Economic recovery should mean more higher education funding


Despite improvements in the economy, UConn students are in the midst of suffering a 31 percent increase in tuition, in part due to state budget cuts. (File Photo/The Daily Campus)

As a result of the recession in 2008 many states were forced to cut funding to public universities in order to balance their budgets. This placed a large burden on the students enrolled in college at the time, as they saw tuition increases of thousands of dollars as states cut funding more than 20 percent in many cases. However, despite the fact that the recession was considered to have ended more than seven years ago and there has been relatively solid economic growth in the past few years, states on average are spending 18 percent less per student on higher education than they were in 2008. Overall, the average annual tuition at public universities has increased about $2,333 or 33 percent, since 2008.

Now, however, the recession is largely behind the country. The U.S. has experienced a record 78 months of private sector job growth, the unemployment rate is less than 5 percent, wages have been increasing for all income brackets and the stock market is at a record high. However, at UConn students are in the midst of suffering a 31 percent increase in tuition, in part due to state budget cuts. In the past several years it has taken efforts by many active students on campus to persuade the state of Connecticut to cut funding less. Funding was still cut, but student activism was able to reduce how much was lost.

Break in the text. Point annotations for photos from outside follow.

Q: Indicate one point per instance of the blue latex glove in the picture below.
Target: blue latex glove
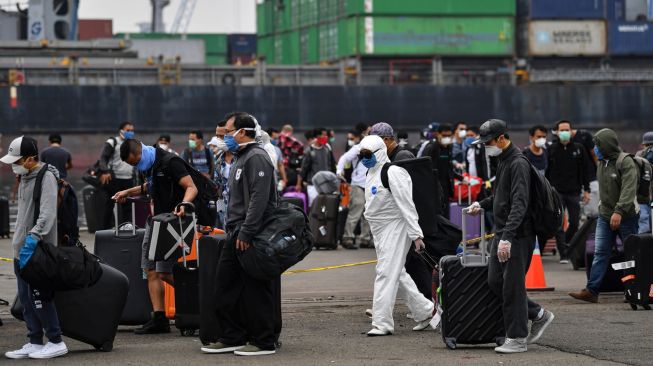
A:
(26, 251)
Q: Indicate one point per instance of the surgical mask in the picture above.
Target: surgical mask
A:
(564, 136)
(492, 151)
(369, 162)
(148, 155)
(19, 169)
(597, 152)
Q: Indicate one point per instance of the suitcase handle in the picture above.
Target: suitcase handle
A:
(466, 259)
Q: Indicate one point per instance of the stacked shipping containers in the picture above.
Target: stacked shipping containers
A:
(313, 31)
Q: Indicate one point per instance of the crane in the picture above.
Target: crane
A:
(183, 17)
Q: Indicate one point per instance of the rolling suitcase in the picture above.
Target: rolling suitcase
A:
(94, 202)
(638, 271)
(90, 315)
(471, 312)
(324, 221)
(123, 251)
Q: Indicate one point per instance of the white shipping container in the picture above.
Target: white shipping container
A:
(191, 51)
(567, 38)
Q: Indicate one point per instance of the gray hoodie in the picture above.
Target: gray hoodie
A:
(46, 224)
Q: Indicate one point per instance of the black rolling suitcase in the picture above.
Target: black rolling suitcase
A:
(638, 271)
(324, 220)
(4, 217)
(123, 250)
(94, 202)
(210, 248)
(471, 312)
(91, 315)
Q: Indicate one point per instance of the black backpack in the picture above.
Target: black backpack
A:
(545, 205)
(67, 209)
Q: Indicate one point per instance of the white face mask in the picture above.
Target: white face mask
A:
(492, 151)
(19, 169)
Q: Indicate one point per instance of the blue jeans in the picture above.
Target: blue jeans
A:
(605, 240)
(40, 314)
(644, 218)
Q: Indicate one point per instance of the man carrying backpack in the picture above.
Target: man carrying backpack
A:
(169, 183)
(513, 245)
(618, 176)
(39, 309)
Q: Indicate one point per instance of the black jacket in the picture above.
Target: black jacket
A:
(567, 169)
(252, 192)
(511, 196)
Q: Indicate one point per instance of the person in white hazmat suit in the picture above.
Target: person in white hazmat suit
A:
(393, 220)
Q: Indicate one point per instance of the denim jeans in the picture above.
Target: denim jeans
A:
(40, 314)
(605, 240)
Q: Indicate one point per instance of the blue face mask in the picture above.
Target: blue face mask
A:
(369, 162)
(147, 158)
(598, 153)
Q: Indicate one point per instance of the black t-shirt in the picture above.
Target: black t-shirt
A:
(57, 157)
(163, 178)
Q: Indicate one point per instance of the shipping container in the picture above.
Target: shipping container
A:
(446, 36)
(630, 38)
(190, 51)
(431, 7)
(567, 38)
(89, 29)
(568, 9)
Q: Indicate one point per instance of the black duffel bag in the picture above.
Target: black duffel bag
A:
(61, 268)
(284, 241)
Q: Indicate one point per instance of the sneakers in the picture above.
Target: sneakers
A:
(220, 348)
(538, 326)
(252, 350)
(24, 352)
(585, 295)
(512, 345)
(157, 325)
(50, 350)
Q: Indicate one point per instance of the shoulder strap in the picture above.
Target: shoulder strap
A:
(384, 176)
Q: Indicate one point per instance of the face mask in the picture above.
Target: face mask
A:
(492, 151)
(148, 155)
(369, 162)
(597, 152)
(19, 169)
(564, 136)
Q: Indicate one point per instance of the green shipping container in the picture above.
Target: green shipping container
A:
(430, 7)
(404, 36)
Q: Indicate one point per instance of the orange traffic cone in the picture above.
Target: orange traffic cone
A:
(535, 280)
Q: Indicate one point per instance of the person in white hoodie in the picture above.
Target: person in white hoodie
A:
(393, 220)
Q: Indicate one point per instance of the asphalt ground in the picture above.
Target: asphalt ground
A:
(324, 324)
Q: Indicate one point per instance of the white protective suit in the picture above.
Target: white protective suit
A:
(394, 223)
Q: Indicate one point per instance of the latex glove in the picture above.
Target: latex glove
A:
(503, 252)
(419, 245)
(474, 209)
(27, 250)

Funding higher education should no longer be just a tool that legislators can use to balance the budget. Studies have shown that for every dollar a state invests in public universities, they get  $11 back. Even accounting for error, that is a fantastic return on investment. If the monetary incentive isn’t enough, states should consider that getting a college education has changed the lives of countless people and provides an opportunity for those who are less fortunate to build a better lives for themselves. Increasing tuition costs only serves to slam that door shut for the people who need it most

In a short-term sense, the need to avoid a deficit can make cutting education funding an attractive option, especially because the difference in costs can be transferred to the students enrolled. But now that we are not facing economic crisis, states must make every effort not only to avoid reducing funding, but to increase it to pre-recession levels at the very least.